Official Student Newspaper of Henry M. Gunn High School

Figure skating: Keiss Chan and Jenni Yang

Sophomore Keiss Chan and senior Jenni Yang stand with their figure skating team on a stage with a Jumbotron in the middle, surrounded by parents and friends in the audience. What follows is the moment that stands out the most to Chan: Her team has just finished its performance on ice and is waiting for its scores to be announced.

Generally, the announcement is a cause for celebration. “My team usually gets a decent place—we’ve gone to a lot of previous international competitions in the past,” Chan said. “So we look up, they announce our score and we’re all celebrating because we got a good score.”

Yang and Chan are both part of the San Francisco Ice Theatre’s 24-member junior team, which they joined in seventh and ninth grade respectively for a total of 10 years of skating each. Chan described their shared sport as “ballet on ice.”

As part of the San Francisco Ice Theater’s junior team, Yang and Chan have accumulated noteworthy achievements. Their team has qualified for the National Theatre on Ice Competition each year, winning third place in 2022. They have also qualified for international competitions held every other year by being one of three top teams in the U.S.. They will attend the next international Nations’ Cup in Boston this year.

Along with team competitions, Yang competes individually. According to Yang, the difference between individual and team figure skating extends beyond separate competitions, with more opportunities for individual skaters to compete. “Individual skating is more technical, so there are more jumps and more spins that you have to do in a program,” she said. “But for team skating, we just have to keep formations and keep in sync.”

Yang and Chan practice year round—usually individually before school on weekdays and with their team on weekends—but compete only in the winter. Chan trains with private instructors to work on her jumps, spins and individual program. In team practices, they warm up with their team before splitting up into different groups to run through general exercises. “I go [to practice] before school most of the time, and I skate for two or three hours on the weekends,” Yang said.

Programs are developed with music that frames the overall concept chosen first, according to Yang. Yang and Chan’s coaches then choreograph the program, weaving in jumps, spins and edges (Chan described these as the skating in between jumps and spins).

According to Chan, the team practices and performs two programs throughout the entire season: a three-minute short program called the “choreographic exercise” and a five to six minute long program called the “free skate.”

For instance, the San Francisco Ice Theatre’s free skate program last year involved a puppet theme, complete with hair, makeup and costumes. “There was a puppet leader and a rogue puppet, and they took over the group of everyone else, who were normal puppets [in the performance],” Chan said.

A key challenge with choreographing programs is accounting for the difference in skill levels between all 24 skaters. “It’s hard to find 24 skaters who can all do this jump and this spin,” Chan said. “So sometimes the coaches will have everyone doing one specific element, but if that can’t happen, they might have half of the skaters do an element in the center while the other skaters do something else on the outside.”

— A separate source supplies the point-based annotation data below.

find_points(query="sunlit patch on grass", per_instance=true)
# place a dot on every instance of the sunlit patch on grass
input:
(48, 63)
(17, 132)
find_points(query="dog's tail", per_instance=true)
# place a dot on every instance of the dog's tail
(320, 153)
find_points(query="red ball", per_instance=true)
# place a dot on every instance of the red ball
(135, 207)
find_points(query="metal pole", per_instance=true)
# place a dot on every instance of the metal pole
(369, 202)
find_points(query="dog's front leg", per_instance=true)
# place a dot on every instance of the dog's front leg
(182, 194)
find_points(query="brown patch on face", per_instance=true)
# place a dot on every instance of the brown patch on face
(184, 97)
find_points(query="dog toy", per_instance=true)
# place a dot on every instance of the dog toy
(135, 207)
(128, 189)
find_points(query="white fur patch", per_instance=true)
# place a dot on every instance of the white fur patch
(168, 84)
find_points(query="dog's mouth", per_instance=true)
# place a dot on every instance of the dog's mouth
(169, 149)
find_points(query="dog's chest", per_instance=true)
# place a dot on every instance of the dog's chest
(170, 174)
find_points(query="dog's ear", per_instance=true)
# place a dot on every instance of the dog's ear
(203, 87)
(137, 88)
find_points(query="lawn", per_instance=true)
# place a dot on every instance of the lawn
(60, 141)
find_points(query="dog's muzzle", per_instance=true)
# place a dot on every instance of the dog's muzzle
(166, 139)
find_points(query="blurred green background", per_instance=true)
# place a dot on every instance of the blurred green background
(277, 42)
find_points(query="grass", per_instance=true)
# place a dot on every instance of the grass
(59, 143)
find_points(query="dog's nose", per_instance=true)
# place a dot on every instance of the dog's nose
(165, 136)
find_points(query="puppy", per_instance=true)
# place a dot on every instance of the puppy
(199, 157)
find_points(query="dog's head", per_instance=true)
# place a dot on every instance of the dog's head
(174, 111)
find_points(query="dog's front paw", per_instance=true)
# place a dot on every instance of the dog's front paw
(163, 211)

When it comes to actually performing, hiding fatigue can be a challenge, according to Yang. “Most of it is just being elegant when you’re actually really tired,” she said.

What Yang enjoys the most about figure skating is also what she finds the most challenging: jumps. Yang is currently working on a triple Salchow (three rotations in the air), a far cry from her first successful axel jump in eighth grade—a moment that stands out to Yang in her skating career—after a series of falls and under-rotations. “An axel is a jump where I rotate one-and-a-half times in the air,” she said. “I’d been working on that jump for almost a year, and it felt really good to finally land it.”

On the other hand, Chan loves the community aspect of team figure skating. “It’s not just about the competition, although that’s a large part and that’s fun too,” Chan said. “You get to make friends, and sometimes we have team-bonding [activities], which are really fun.”

Despite living in California, where Yang explained that figure skating is not particularly popular, ice rinks are air conditioned and open all year, and she faces few other skating-specific challenges. “[Nothing else] besides getting cold and having your toes freeze off,” Yang joked.